Developing Native Apps
What distinguishes native apps from the alternatives mentioned is that they are designed and coded for a specific kind of device. For instance, iPhone apps are written in Objective-C and Android apps in Java. Each mobile platform offers developers their own development tools, interface elements and standardized SDK. This enables any professional developer to develop a native app relatively easily.
Native apps offer the fastest, most reliable and most responsive experience to users. They can tap into the wider functionality of the device; including the camera, microphone, compass, accelerometer and swipe gestures. Publishers can make use of push-notifications, alerting users every time a new piece of content is published or when their attention is required. This is a key method of engagement. You get the opportunity to continually bring your audience back for more.

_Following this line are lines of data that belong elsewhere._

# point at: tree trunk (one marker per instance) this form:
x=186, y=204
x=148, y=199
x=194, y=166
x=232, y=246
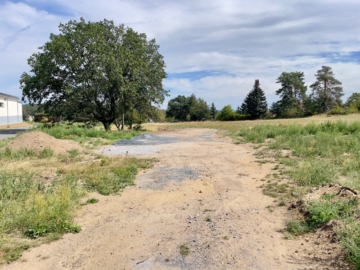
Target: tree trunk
x=106, y=126
x=123, y=121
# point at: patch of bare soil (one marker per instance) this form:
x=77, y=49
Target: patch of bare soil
x=38, y=141
x=199, y=207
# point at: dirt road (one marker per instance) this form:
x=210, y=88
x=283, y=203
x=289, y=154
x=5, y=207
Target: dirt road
x=199, y=207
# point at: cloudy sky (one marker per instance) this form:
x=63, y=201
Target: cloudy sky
x=214, y=48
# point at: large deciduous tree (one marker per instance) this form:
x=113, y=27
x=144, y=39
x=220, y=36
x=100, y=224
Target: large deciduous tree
x=326, y=91
x=255, y=105
x=97, y=71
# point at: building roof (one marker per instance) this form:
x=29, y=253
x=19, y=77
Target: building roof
x=6, y=95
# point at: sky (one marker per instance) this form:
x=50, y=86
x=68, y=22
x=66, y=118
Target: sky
x=214, y=48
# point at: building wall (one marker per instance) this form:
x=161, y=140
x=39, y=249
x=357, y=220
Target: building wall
x=10, y=110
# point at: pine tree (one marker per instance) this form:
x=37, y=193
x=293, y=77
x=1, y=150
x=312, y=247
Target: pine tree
x=212, y=111
x=255, y=102
x=327, y=90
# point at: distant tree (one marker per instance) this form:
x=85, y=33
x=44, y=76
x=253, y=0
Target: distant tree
x=292, y=86
x=242, y=109
x=29, y=110
x=188, y=109
x=255, y=102
x=213, y=111
x=227, y=114
x=292, y=95
x=178, y=108
x=199, y=110
x=326, y=91
x=353, y=101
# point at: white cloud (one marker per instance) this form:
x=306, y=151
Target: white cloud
x=238, y=41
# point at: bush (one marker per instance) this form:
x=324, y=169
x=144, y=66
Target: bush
x=228, y=114
x=337, y=110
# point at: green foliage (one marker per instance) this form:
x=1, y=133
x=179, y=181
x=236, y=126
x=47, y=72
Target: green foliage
x=228, y=114
x=292, y=94
x=319, y=213
x=322, y=211
x=28, y=206
x=95, y=71
x=178, y=108
x=190, y=108
x=353, y=103
x=213, y=111
x=29, y=110
x=337, y=110
x=255, y=105
x=83, y=134
x=92, y=201
x=292, y=87
x=46, y=153
x=184, y=250
x=327, y=91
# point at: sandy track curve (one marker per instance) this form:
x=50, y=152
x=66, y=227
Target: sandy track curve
x=216, y=210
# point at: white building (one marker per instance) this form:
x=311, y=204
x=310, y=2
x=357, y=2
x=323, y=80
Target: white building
x=10, y=110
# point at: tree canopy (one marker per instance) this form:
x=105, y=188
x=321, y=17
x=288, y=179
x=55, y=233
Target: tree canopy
x=255, y=105
x=97, y=71
x=188, y=108
x=327, y=91
x=292, y=95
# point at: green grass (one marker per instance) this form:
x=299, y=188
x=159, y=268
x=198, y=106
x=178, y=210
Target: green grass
x=184, y=250
x=109, y=175
x=35, y=210
x=316, y=154
x=83, y=134
x=321, y=153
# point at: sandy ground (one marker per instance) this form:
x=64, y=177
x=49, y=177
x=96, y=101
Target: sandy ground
x=203, y=195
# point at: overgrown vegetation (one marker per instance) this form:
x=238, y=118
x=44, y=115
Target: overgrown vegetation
x=38, y=203
x=83, y=134
x=316, y=154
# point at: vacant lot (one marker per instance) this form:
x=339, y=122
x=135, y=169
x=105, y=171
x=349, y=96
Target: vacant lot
x=207, y=203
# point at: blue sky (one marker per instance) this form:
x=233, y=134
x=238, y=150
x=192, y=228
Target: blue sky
x=214, y=48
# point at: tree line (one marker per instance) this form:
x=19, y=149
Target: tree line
x=294, y=101
x=102, y=72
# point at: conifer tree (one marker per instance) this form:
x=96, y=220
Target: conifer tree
x=326, y=91
x=255, y=102
x=212, y=111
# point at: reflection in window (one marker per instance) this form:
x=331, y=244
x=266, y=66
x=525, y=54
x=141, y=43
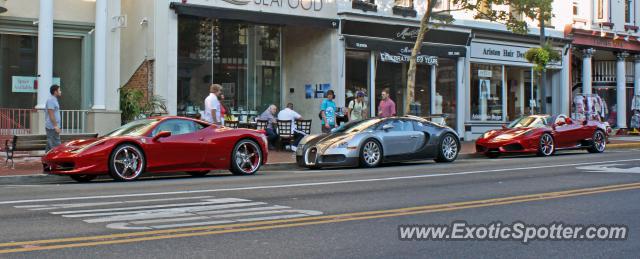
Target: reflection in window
x=357, y=75
x=486, y=92
x=243, y=58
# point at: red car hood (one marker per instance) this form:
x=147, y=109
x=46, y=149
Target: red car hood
x=504, y=134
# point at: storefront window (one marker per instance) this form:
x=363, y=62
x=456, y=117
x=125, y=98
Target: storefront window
x=446, y=90
x=393, y=76
x=486, y=92
x=19, y=66
x=357, y=75
x=243, y=58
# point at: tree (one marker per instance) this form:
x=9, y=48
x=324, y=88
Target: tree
x=533, y=9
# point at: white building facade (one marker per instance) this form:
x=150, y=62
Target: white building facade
x=281, y=51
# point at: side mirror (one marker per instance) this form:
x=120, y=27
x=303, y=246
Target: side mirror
x=569, y=121
x=161, y=134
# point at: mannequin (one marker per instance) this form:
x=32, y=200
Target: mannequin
x=438, y=100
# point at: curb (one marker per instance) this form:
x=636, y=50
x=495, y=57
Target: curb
x=53, y=179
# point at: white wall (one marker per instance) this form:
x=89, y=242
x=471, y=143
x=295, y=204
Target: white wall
x=310, y=57
x=136, y=40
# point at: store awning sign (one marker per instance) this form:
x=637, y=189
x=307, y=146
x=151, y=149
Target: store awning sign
x=26, y=84
x=402, y=58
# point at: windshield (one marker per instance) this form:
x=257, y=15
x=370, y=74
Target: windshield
x=134, y=128
x=356, y=126
x=528, y=122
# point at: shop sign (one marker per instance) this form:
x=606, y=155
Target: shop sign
x=403, y=58
x=27, y=84
x=501, y=52
x=485, y=73
x=308, y=5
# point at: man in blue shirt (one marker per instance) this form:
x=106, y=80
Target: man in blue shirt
x=52, y=118
x=328, y=112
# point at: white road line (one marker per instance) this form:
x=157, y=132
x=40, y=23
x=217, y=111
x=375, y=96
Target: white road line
x=309, y=184
x=208, y=202
x=175, y=212
x=96, y=204
x=155, y=221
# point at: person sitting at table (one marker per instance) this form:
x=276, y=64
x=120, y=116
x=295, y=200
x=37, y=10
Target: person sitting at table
x=288, y=114
x=269, y=116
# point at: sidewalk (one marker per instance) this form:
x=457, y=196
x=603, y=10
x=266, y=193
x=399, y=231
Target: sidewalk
x=279, y=159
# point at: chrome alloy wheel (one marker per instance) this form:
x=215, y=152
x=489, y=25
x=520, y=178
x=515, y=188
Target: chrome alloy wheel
x=128, y=163
x=248, y=157
x=371, y=153
x=449, y=147
x=546, y=145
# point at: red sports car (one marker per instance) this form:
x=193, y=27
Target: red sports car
x=543, y=135
x=160, y=144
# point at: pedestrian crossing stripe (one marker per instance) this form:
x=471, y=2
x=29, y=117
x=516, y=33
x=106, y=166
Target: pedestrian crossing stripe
x=180, y=212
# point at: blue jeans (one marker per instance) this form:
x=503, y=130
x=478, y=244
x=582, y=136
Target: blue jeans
x=53, y=139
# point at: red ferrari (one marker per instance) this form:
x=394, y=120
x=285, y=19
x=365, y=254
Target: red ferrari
x=161, y=144
x=543, y=135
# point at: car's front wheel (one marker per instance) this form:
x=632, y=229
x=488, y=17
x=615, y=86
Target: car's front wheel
x=370, y=153
x=448, y=149
x=246, y=158
x=126, y=163
x=84, y=178
x=599, y=142
x=546, y=146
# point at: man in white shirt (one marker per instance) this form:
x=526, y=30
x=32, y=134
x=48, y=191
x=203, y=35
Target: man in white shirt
x=212, y=105
x=289, y=114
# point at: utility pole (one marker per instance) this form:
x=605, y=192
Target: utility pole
x=543, y=73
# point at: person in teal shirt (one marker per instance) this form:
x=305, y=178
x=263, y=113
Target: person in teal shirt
x=328, y=112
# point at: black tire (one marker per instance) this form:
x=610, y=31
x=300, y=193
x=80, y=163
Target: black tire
x=83, y=178
x=493, y=155
x=598, y=143
x=198, y=173
x=118, y=170
x=371, y=153
x=448, y=148
x=244, y=152
x=546, y=145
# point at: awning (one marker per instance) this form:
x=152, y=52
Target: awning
x=443, y=51
x=251, y=16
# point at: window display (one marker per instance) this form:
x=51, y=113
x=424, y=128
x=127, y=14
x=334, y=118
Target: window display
x=486, y=92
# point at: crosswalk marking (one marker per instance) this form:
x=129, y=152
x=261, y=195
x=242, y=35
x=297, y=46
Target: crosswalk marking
x=158, y=214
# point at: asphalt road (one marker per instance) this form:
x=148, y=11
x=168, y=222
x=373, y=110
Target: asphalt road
x=330, y=213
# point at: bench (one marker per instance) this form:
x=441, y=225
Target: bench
x=37, y=143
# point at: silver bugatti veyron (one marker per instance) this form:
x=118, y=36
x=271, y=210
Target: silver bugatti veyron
x=370, y=142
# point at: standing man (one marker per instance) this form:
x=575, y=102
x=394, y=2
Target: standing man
x=52, y=118
x=288, y=114
x=328, y=112
x=387, y=107
x=357, y=108
x=272, y=124
x=212, y=105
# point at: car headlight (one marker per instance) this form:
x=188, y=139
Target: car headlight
x=343, y=144
x=487, y=134
x=82, y=149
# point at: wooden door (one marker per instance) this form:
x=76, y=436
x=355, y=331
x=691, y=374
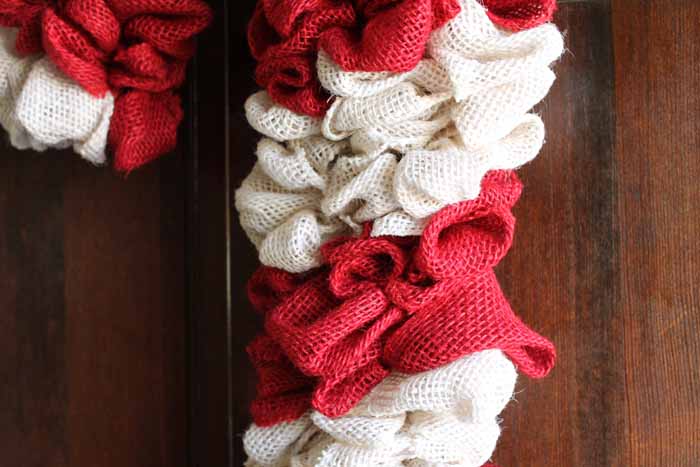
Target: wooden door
x=123, y=319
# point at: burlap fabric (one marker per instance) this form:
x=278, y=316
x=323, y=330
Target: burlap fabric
x=41, y=108
x=408, y=304
x=438, y=417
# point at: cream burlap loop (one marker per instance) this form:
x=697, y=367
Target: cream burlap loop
x=445, y=416
x=428, y=180
x=41, y=108
x=482, y=78
x=279, y=203
x=277, y=122
x=339, y=190
x=360, y=189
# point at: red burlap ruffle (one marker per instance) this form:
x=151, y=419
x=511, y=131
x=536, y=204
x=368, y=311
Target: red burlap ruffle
x=517, y=15
x=390, y=303
x=366, y=35
x=137, y=49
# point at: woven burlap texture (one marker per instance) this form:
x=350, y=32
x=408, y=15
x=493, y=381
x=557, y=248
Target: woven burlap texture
x=41, y=108
x=137, y=50
x=439, y=417
x=407, y=144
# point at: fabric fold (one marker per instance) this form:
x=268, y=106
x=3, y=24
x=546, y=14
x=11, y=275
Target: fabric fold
x=447, y=415
x=409, y=304
x=41, y=108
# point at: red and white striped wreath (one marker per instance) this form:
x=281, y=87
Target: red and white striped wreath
x=96, y=74
x=380, y=204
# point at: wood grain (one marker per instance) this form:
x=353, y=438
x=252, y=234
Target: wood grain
x=92, y=362
x=606, y=256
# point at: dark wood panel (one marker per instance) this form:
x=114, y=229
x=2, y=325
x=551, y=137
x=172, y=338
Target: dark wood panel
x=657, y=100
x=92, y=318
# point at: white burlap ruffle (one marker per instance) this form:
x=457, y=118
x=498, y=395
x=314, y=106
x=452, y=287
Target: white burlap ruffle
x=446, y=416
x=407, y=144
x=41, y=108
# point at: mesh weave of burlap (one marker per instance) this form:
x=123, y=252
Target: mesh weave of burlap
x=412, y=142
x=445, y=416
x=41, y=108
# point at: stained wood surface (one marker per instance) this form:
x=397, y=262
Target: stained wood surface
x=92, y=362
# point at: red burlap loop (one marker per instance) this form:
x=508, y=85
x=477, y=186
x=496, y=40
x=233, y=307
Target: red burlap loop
x=144, y=126
x=393, y=37
x=388, y=303
x=132, y=48
x=367, y=35
x=74, y=53
x=517, y=15
x=282, y=389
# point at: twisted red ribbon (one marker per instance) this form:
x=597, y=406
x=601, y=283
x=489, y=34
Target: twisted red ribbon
x=366, y=35
x=137, y=49
x=389, y=303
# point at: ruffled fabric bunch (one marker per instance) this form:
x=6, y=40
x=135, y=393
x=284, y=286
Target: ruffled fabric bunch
x=93, y=74
x=380, y=204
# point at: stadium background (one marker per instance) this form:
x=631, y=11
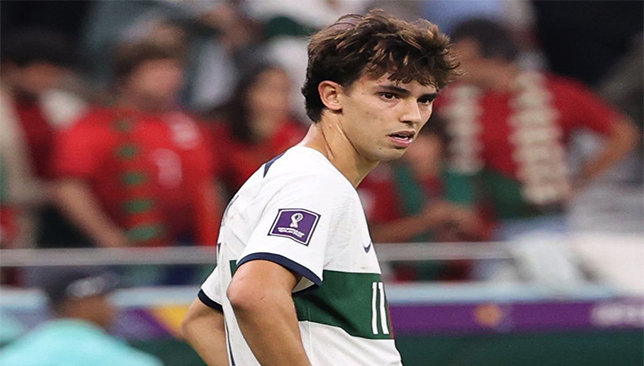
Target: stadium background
x=540, y=320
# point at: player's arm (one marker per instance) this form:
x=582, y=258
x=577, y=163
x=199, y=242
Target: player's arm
x=78, y=202
x=203, y=327
x=623, y=138
x=260, y=294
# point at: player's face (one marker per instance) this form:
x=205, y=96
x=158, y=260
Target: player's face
x=157, y=80
x=381, y=118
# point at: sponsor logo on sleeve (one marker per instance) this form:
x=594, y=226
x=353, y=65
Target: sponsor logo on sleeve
x=295, y=223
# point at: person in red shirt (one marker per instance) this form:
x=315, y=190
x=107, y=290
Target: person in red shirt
x=34, y=62
x=256, y=125
x=141, y=172
x=404, y=202
x=510, y=131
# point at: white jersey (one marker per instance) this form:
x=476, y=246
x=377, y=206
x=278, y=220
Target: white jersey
x=299, y=211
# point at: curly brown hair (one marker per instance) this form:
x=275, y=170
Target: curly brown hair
x=376, y=44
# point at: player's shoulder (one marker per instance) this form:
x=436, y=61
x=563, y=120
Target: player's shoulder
x=307, y=169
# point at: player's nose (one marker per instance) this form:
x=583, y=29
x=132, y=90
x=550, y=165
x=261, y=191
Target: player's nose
x=413, y=113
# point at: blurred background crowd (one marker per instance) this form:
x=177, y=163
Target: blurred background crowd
x=131, y=124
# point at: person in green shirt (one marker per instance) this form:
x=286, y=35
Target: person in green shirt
x=77, y=336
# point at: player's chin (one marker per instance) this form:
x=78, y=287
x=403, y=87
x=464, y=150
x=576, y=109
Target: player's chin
x=392, y=154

It’s not just about access to core device capabilities, though. Native apps, when well designed, respect the design patterns and standards of each platform. It goes beyond a left-aligned header on Android versus a center-aligned header on iOS, there are hundreds of small differences in the design of user interactions on each platform. Taking them all into account means designing apps that are intuitive to use and play well with the rest of the platform’s ecosystem. Overall, going for native apps helps you create apps that are designed to delight your users.
The main downside of a native app is that it will not work with other kinds of devices. If you write an app in Objective-C for iOS, it’s not going to run on Android without being completely re-written in Java. When building for multiple platforms, developing a native app, therefore, can be quite expensive (when done from scratch), as it will require you to build and maintain multiple and separate versions of your app. It’s also common for developers to specialize in one platform, so often you’ll have to find different coders for each platform you want your app to be available for.
If your budget allows it, native apps are the ideal, offering the best user experience. When building from scratch and when multi-platform support is key, then be aware this can also be the most costly option.